Getting the Ball Rolling With Geothermal Energy
When Ball State University found out a few years ago that replacing the school's coal boilers would cost $50 million, it went back to the drawing board.
Now the Indiana school is inching closer to completing the country's largest geothermal system, an $80-million endeavor that will save the school $2 million a year in utility costs and put an end to 85,000 annual tons of carbon emissions from its boilers.
"The completed project will heat and cool about 45 buildings, the first of which began to receive water from the system just after Thanksgiving," reports The Atlantic. Building the system has required some gutting of the campus: a total of 4,000 holes, "each 400 feet deep and six inches in diameter to thread closed-loop piping that circulates water underground, utilizing the earth itself as a natural heat exchanger." The article goes on to state that representatives from universities and municipalities from all corners of the country have contacted Ball State to learn more.
The school hopes the system will be completed in three years. If it all goes as planned, this could be a model for advocates of large-scale geothermal.

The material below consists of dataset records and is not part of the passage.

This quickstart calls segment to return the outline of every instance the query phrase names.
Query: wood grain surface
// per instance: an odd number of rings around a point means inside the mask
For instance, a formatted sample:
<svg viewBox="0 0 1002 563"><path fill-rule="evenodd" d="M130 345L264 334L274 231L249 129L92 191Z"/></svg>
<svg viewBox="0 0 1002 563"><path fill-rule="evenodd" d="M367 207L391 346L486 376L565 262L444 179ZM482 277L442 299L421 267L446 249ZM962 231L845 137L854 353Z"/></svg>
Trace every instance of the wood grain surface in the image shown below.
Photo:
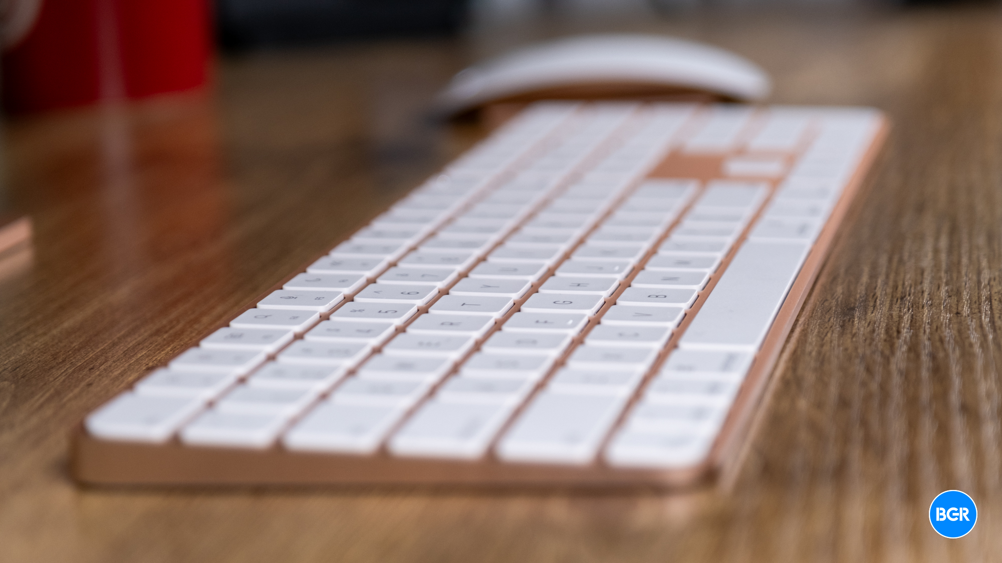
<svg viewBox="0 0 1002 563"><path fill-rule="evenodd" d="M8 123L0 561L1002 558L1002 18L994 7L613 27L731 48L783 103L893 130L781 357L741 463L675 494L80 490L66 433L146 368L467 146L428 100L561 26L223 59L210 94ZM938 536L941 491L978 504Z"/></svg>

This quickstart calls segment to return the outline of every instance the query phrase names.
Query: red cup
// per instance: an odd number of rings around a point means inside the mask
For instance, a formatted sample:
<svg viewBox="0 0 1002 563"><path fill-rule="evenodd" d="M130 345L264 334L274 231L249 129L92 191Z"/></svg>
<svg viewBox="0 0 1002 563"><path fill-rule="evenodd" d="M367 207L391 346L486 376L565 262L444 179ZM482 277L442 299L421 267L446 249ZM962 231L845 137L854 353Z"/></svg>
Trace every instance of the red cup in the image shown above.
<svg viewBox="0 0 1002 563"><path fill-rule="evenodd" d="M9 112L137 99L205 83L205 0L14 0L11 12L15 42L3 54Z"/></svg>

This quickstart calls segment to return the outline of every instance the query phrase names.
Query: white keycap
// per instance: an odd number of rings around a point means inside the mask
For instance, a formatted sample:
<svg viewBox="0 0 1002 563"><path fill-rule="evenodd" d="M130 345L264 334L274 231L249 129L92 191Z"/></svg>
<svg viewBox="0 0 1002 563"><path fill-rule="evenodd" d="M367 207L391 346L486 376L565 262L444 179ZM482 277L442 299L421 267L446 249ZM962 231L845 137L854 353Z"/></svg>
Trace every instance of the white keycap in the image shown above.
<svg viewBox="0 0 1002 563"><path fill-rule="evenodd" d="M390 439L398 456L476 459L507 419L511 407L500 403L425 404Z"/></svg>
<svg viewBox="0 0 1002 563"><path fill-rule="evenodd" d="M487 255L492 262L541 262L551 263L563 255L563 247L549 246L522 248L518 246L500 246Z"/></svg>
<svg viewBox="0 0 1002 563"><path fill-rule="evenodd" d="M697 294L695 290L662 288L626 288L616 299L616 305L653 307L692 307Z"/></svg>
<svg viewBox="0 0 1002 563"><path fill-rule="evenodd" d="M494 333L480 348L488 354L542 354L557 356L570 344L563 333Z"/></svg>
<svg viewBox="0 0 1002 563"><path fill-rule="evenodd" d="M677 327L685 310L671 307L614 305L602 316L602 325L615 327Z"/></svg>
<svg viewBox="0 0 1002 563"><path fill-rule="evenodd" d="M584 343L588 346L660 348L670 336L668 327L599 325L588 333Z"/></svg>
<svg viewBox="0 0 1002 563"><path fill-rule="evenodd" d="M403 414L395 407L324 403L290 430L283 444L290 450L371 454Z"/></svg>
<svg viewBox="0 0 1002 563"><path fill-rule="evenodd" d="M229 322L234 329L287 329L302 333L320 321L320 313L309 311L281 311L250 309Z"/></svg>
<svg viewBox="0 0 1002 563"><path fill-rule="evenodd" d="M638 370L595 371L564 368L550 379L546 389L553 393L626 397L633 393L641 379L643 372Z"/></svg>
<svg viewBox="0 0 1002 563"><path fill-rule="evenodd" d="M658 251L672 252L672 253L712 252L714 254L722 254L726 252L729 247L730 247L730 242L728 240L720 238L692 239L692 238L672 238L669 236L668 239L665 240L664 243L660 245L660 247L658 247Z"/></svg>
<svg viewBox="0 0 1002 563"><path fill-rule="evenodd" d="M299 366L345 366L362 360L370 350L365 343L296 341L276 360Z"/></svg>
<svg viewBox="0 0 1002 563"><path fill-rule="evenodd" d="M720 263L718 254L661 252L650 256L644 269L662 271L665 269L702 269L713 271Z"/></svg>
<svg viewBox="0 0 1002 563"><path fill-rule="evenodd" d="M754 240L741 245L679 346L758 350L809 248Z"/></svg>
<svg viewBox="0 0 1002 563"><path fill-rule="evenodd" d="M380 284L422 285L444 288L452 284L458 274L458 269L395 266L384 271L377 282Z"/></svg>
<svg viewBox="0 0 1002 563"><path fill-rule="evenodd" d="M658 352L651 348L585 345L571 353L567 366L581 370L644 370Z"/></svg>
<svg viewBox="0 0 1002 563"><path fill-rule="evenodd" d="M463 364L462 374L471 378L538 380L553 364L551 356L512 356L478 352Z"/></svg>
<svg viewBox="0 0 1002 563"><path fill-rule="evenodd" d="M238 376L212 372L174 372L160 368L135 384L136 395L211 399L229 386Z"/></svg>
<svg viewBox="0 0 1002 563"><path fill-rule="evenodd" d="M428 387L429 383L421 380L350 378L335 390L331 401L406 408L417 403L428 391Z"/></svg>
<svg viewBox="0 0 1002 563"><path fill-rule="evenodd" d="M366 276L361 273L341 275L336 273L300 273L287 282L282 289L353 294L368 283Z"/></svg>
<svg viewBox="0 0 1002 563"><path fill-rule="evenodd" d="M245 374L265 361L260 351L210 350L189 348L170 361L175 372L217 372L220 374Z"/></svg>
<svg viewBox="0 0 1002 563"><path fill-rule="evenodd" d="M181 429L181 441L199 446L264 449L286 427L286 415L222 413L210 410Z"/></svg>
<svg viewBox="0 0 1002 563"><path fill-rule="evenodd" d="M594 459L622 399L604 395L537 396L498 444L505 461L583 465Z"/></svg>
<svg viewBox="0 0 1002 563"><path fill-rule="evenodd" d="M602 296L535 294L522 305L525 313L580 313L594 315L605 305Z"/></svg>
<svg viewBox="0 0 1002 563"><path fill-rule="evenodd" d="M360 379L437 381L453 366L448 358L393 357L377 354L358 371Z"/></svg>
<svg viewBox="0 0 1002 563"><path fill-rule="evenodd" d="M418 306L410 304L346 304L331 315L332 321L358 321L372 323L386 321L394 325L403 325L418 312Z"/></svg>
<svg viewBox="0 0 1002 563"><path fill-rule="evenodd" d="M407 266L455 269L465 267L474 257L472 252L467 251L423 252L419 248L401 258L399 263Z"/></svg>
<svg viewBox="0 0 1002 563"><path fill-rule="evenodd" d="M401 250L406 250L407 248L407 245L400 242L346 240L331 250L331 253L343 256L384 257L396 255Z"/></svg>
<svg viewBox="0 0 1002 563"><path fill-rule="evenodd" d="M386 269L388 262L384 258L356 258L350 256L328 255L310 264L309 273L361 273L375 275Z"/></svg>
<svg viewBox="0 0 1002 563"><path fill-rule="evenodd" d="M686 432L624 431L609 445L605 459L615 467L682 468L699 463L711 441Z"/></svg>
<svg viewBox="0 0 1002 563"><path fill-rule="evenodd" d="M258 309L292 309L296 311L331 311L345 299L341 292L301 292L279 290L258 302Z"/></svg>
<svg viewBox="0 0 1002 563"><path fill-rule="evenodd" d="M632 265L623 261L582 261L571 258L560 264L560 267L556 270L556 275L572 275L574 277L589 275L621 279L632 269Z"/></svg>
<svg viewBox="0 0 1002 563"><path fill-rule="evenodd" d="M408 286L404 284L371 284L355 296L355 303L385 303L425 305L438 297L434 286Z"/></svg>
<svg viewBox="0 0 1002 563"><path fill-rule="evenodd" d="M447 403L520 403L532 390L531 380L454 377L435 394Z"/></svg>
<svg viewBox="0 0 1002 563"><path fill-rule="evenodd" d="M530 298L531 299L531 298ZM503 317L514 301L510 298L485 298L473 296L442 296L428 311L456 315L488 315Z"/></svg>
<svg viewBox="0 0 1002 563"><path fill-rule="evenodd" d="M518 299L529 291L528 279L464 277L449 290L450 296L484 296Z"/></svg>
<svg viewBox="0 0 1002 563"><path fill-rule="evenodd" d="M701 290L709 280L709 271L691 269L644 269L633 277L631 288L687 288Z"/></svg>
<svg viewBox="0 0 1002 563"><path fill-rule="evenodd" d="M588 323L588 316L569 313L518 312L504 324L509 333L563 333L576 335Z"/></svg>
<svg viewBox="0 0 1002 563"><path fill-rule="evenodd" d="M636 261L643 254L643 246L584 244L571 254L575 260Z"/></svg>
<svg viewBox="0 0 1002 563"><path fill-rule="evenodd" d="M675 350L664 363L661 373L741 374L752 363L752 355L742 352Z"/></svg>
<svg viewBox="0 0 1002 563"><path fill-rule="evenodd" d="M383 347L387 356L434 356L458 359L473 348L476 340L468 336L418 335L404 333L397 335Z"/></svg>
<svg viewBox="0 0 1002 563"><path fill-rule="evenodd" d="M355 321L325 321L304 335L315 342L357 342L376 346L393 336L393 323L359 323Z"/></svg>
<svg viewBox="0 0 1002 563"><path fill-rule="evenodd" d="M239 386L215 404L220 413L294 415L317 398L309 389L275 389Z"/></svg>
<svg viewBox="0 0 1002 563"><path fill-rule="evenodd" d="M166 442L203 405L190 397L123 393L91 413L84 424L87 432L105 440Z"/></svg>
<svg viewBox="0 0 1002 563"><path fill-rule="evenodd" d="M546 264L533 262L480 262L470 277L511 277L535 282L546 272Z"/></svg>
<svg viewBox="0 0 1002 563"><path fill-rule="evenodd" d="M270 389L329 389L345 376L340 366L290 366L272 362L247 378L250 387Z"/></svg>
<svg viewBox="0 0 1002 563"><path fill-rule="evenodd" d="M201 340L198 346L215 350L258 350L273 353L293 340L293 332L284 329L223 328Z"/></svg>

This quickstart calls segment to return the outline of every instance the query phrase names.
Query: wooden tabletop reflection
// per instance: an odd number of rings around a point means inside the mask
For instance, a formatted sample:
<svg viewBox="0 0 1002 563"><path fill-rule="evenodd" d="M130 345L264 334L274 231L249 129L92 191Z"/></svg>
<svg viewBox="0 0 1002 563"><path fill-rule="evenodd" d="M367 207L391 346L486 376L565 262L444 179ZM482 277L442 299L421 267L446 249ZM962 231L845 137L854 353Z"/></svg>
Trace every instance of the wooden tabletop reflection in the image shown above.
<svg viewBox="0 0 1002 563"><path fill-rule="evenodd" d="M618 25L618 24L616 24ZM888 112L885 153L791 335L741 463L675 494L81 490L85 413L469 146L428 114L470 57L400 40L220 60L210 93L8 123L0 560L1002 558L1002 18L995 8L623 24L733 49L771 101ZM523 30L546 35L563 28ZM973 532L938 536L960 489Z"/></svg>

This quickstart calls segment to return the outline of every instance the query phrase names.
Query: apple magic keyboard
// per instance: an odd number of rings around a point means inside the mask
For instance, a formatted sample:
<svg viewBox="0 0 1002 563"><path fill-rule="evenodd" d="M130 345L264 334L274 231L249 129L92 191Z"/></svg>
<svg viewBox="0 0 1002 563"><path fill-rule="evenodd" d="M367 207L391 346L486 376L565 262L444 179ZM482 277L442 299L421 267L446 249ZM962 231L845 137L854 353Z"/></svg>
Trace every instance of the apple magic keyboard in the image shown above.
<svg viewBox="0 0 1002 563"><path fill-rule="evenodd" d="M539 102L86 417L89 484L674 487L735 456L886 131Z"/></svg>

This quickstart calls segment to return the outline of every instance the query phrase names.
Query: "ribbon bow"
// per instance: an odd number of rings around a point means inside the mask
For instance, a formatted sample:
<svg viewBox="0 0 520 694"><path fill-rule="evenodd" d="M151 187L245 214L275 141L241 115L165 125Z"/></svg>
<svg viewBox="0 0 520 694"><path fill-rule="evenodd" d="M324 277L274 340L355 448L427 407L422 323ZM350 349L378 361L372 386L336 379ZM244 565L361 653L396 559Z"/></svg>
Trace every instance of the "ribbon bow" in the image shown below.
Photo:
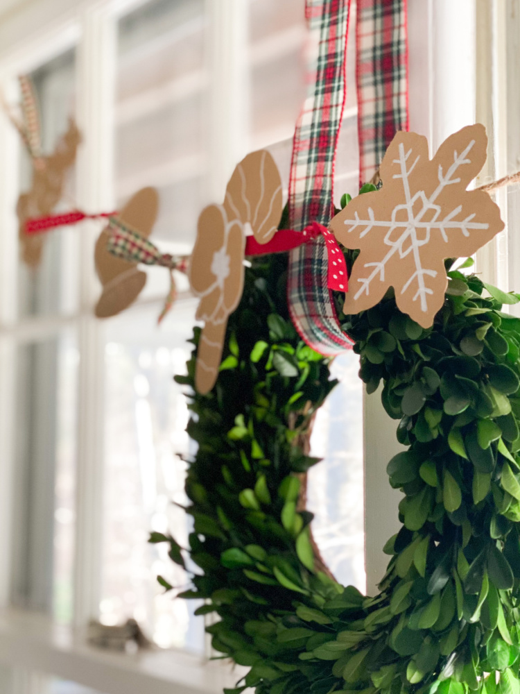
<svg viewBox="0 0 520 694"><path fill-rule="evenodd" d="M178 270L179 272L186 273L188 268L188 256L162 253L155 244L148 241L148 239L144 238L134 229L121 222L117 217L109 217L109 228L110 235L107 244L107 250L112 255L129 262L141 262L145 265L159 265L161 267L166 267L169 270L170 291L164 300L164 305L157 319L157 323L160 323L171 309L177 298L177 287L173 271Z"/></svg>

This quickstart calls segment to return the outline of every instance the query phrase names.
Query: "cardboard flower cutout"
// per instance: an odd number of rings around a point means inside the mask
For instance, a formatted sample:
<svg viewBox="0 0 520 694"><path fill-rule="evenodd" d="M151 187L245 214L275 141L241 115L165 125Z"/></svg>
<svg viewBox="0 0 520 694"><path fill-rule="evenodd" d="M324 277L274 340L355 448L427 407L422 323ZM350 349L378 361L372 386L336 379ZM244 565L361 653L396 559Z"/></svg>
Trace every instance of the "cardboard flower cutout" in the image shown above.
<svg viewBox="0 0 520 694"><path fill-rule="evenodd" d="M252 152L237 164L223 205L210 205L198 219L190 264L193 293L200 297L198 320L204 321L195 382L208 393L218 374L227 318L236 308L244 282L245 237L268 243L281 216L281 181L270 154Z"/></svg>
<svg viewBox="0 0 520 694"><path fill-rule="evenodd" d="M281 215L281 180L275 160L265 149L252 152L235 168L226 187L228 219L239 219L259 244L271 240Z"/></svg>
<svg viewBox="0 0 520 694"><path fill-rule="evenodd" d="M242 296L245 248L243 228L238 219L229 220L220 205L202 210L189 276L193 292L200 297L196 318L205 321L195 375L199 393L209 392L216 380L227 317Z"/></svg>
<svg viewBox="0 0 520 694"><path fill-rule="evenodd" d="M352 268L345 314L375 306L390 287L399 308L428 328L444 301L444 259L471 255L504 226L483 191L467 191L486 158L482 125L448 137L433 160L426 137L398 133L380 167L383 187L355 198L330 228L361 253Z"/></svg>

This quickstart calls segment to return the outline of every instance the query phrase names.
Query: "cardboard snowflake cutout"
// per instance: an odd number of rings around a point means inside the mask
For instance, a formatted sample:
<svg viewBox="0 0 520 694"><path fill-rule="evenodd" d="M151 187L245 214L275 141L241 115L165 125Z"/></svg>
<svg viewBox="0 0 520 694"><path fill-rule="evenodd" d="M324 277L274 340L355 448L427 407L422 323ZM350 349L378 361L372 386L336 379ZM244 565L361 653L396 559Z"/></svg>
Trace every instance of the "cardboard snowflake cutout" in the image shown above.
<svg viewBox="0 0 520 694"><path fill-rule="evenodd" d="M487 146L484 126L469 126L431 160L426 137L395 135L380 167L381 189L358 196L330 224L343 246L361 250L345 314L374 306L393 287L403 312L423 328L433 324L448 284L444 259L472 255L504 227L487 193L466 190Z"/></svg>

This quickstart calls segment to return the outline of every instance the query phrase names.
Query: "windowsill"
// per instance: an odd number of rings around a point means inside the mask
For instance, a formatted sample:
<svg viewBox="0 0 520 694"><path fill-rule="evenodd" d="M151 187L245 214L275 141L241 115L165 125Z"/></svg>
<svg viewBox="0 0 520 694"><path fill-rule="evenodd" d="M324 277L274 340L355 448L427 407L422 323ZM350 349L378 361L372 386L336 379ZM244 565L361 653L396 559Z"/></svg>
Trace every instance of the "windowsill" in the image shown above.
<svg viewBox="0 0 520 694"><path fill-rule="evenodd" d="M22 610L0 613L0 662L103 694L221 694L241 676L230 666L180 651L105 651L88 645L83 632Z"/></svg>

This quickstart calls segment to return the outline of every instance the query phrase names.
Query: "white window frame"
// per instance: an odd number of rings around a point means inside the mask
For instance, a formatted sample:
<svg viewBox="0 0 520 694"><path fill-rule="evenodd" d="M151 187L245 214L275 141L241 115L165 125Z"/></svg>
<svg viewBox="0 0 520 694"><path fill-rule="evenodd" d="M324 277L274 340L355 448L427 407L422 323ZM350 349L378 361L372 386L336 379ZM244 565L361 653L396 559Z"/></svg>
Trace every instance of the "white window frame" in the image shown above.
<svg viewBox="0 0 520 694"><path fill-rule="evenodd" d="M12 83L21 72L33 69L76 46L78 58L77 119L85 144L78 162L78 203L87 211L112 209L113 87L116 70L116 18L144 0L33 0L6 18L0 15L0 83ZM207 45L214 66L210 83L211 132L208 193L223 196L236 162L248 149L244 129L247 109L245 61L246 6L243 0L206 0L209 17ZM302 1L303 4L303 1ZM452 0L409 0L410 51L410 127L426 135L433 149L460 125L474 121L474 33L467 44L449 41L443 34L453 22ZM458 0L459 21L475 26L473 0ZM460 26L460 24L458 26ZM220 42L219 37L228 37ZM442 40L441 41L441 37ZM470 46L471 44L471 46ZM223 46L225 51L223 51ZM442 46L442 50L440 46ZM472 49L471 49L472 47ZM460 56L466 57L461 67ZM451 61L458 60L460 81L453 90ZM450 99L469 105L447 118ZM458 118L460 122L457 121ZM222 666L208 666L185 654L150 653L137 657L100 652L76 641L78 629L97 616L100 598L101 498L103 466L103 349L99 325L92 307L98 292L92 249L98 225L82 230L80 310L75 316L28 318L17 321L15 296L17 265L16 171L19 143L5 115L0 114L0 661L19 673L16 694L42 694L35 670L94 687L106 694L212 693L232 686L238 679ZM87 226L87 225L85 225ZM15 382L12 364L16 344L30 341L73 323L81 355L78 402L76 498L76 558L74 627L58 628L42 619L8 610L11 516L12 432ZM92 387L92 384L96 384ZM380 404L379 394L365 399L365 543L368 592L375 591L384 573L382 547L397 527L399 494L391 492L386 463L399 450L395 423ZM167 663L166 663L167 661ZM20 675L19 673L21 673ZM25 673L25 674L24 674Z"/></svg>

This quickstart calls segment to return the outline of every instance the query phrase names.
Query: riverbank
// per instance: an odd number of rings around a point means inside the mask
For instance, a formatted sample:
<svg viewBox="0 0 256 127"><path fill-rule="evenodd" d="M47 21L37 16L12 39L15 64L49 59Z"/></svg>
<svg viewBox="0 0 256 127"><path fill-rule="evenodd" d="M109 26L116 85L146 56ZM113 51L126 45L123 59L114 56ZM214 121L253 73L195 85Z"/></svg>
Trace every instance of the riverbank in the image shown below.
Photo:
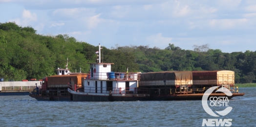
<svg viewBox="0 0 256 127"><path fill-rule="evenodd" d="M235 84L235 86L238 86L238 88L256 87L256 83L244 83L244 84Z"/></svg>

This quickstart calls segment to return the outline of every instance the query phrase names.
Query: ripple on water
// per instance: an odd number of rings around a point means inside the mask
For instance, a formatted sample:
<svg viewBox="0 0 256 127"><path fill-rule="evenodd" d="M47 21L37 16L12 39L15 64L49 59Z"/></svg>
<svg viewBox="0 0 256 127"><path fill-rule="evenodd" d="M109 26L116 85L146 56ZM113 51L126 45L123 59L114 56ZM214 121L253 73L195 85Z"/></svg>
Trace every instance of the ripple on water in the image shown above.
<svg viewBox="0 0 256 127"><path fill-rule="evenodd" d="M233 119L232 127L255 125L255 88L239 88L239 92L245 95L230 100L233 109L224 118ZM200 100L77 102L33 99L29 96L0 96L0 126L200 127L203 119L215 118L205 112Z"/></svg>

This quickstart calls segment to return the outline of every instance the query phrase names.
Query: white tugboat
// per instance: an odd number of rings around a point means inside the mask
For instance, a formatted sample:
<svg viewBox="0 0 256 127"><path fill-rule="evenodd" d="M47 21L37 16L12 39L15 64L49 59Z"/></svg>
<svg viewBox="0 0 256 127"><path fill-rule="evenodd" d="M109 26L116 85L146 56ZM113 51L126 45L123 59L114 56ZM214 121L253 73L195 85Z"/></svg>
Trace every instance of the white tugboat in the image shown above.
<svg viewBox="0 0 256 127"><path fill-rule="evenodd" d="M114 73L114 63L101 62L99 44L98 62L88 63L90 71L82 78L82 89L69 84L68 92L75 101L112 101L149 100L149 94L144 89L138 89L140 73ZM144 92L145 91L145 92Z"/></svg>

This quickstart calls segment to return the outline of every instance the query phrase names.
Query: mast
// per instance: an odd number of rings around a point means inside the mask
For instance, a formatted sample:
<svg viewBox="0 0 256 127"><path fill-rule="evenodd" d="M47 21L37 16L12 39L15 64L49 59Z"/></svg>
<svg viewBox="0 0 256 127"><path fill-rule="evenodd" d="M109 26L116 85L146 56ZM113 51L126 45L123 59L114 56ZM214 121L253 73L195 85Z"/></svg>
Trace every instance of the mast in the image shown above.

It might even land the school on Sierra magazine's annual rankings of Cool Schools.
Not only is this a win for Ball State, it's a big boost for a nascent energy industry that has an extreme amount of potential. Late last year, a study found that geothermal energy -- buoyed by its improving technology -- could someday produce ten times the energy of the installed capacity of U.S. coal. That's an insane amount of potential. And it represents yet another avenue for the growing clean-energy economy and jobs.
Geothermal energy is a small fraction of today's clean-energy sector and it's a very long way from matching coal. But large-scale geothermal projects have to start somewhere, and that somewhere might be Ball State.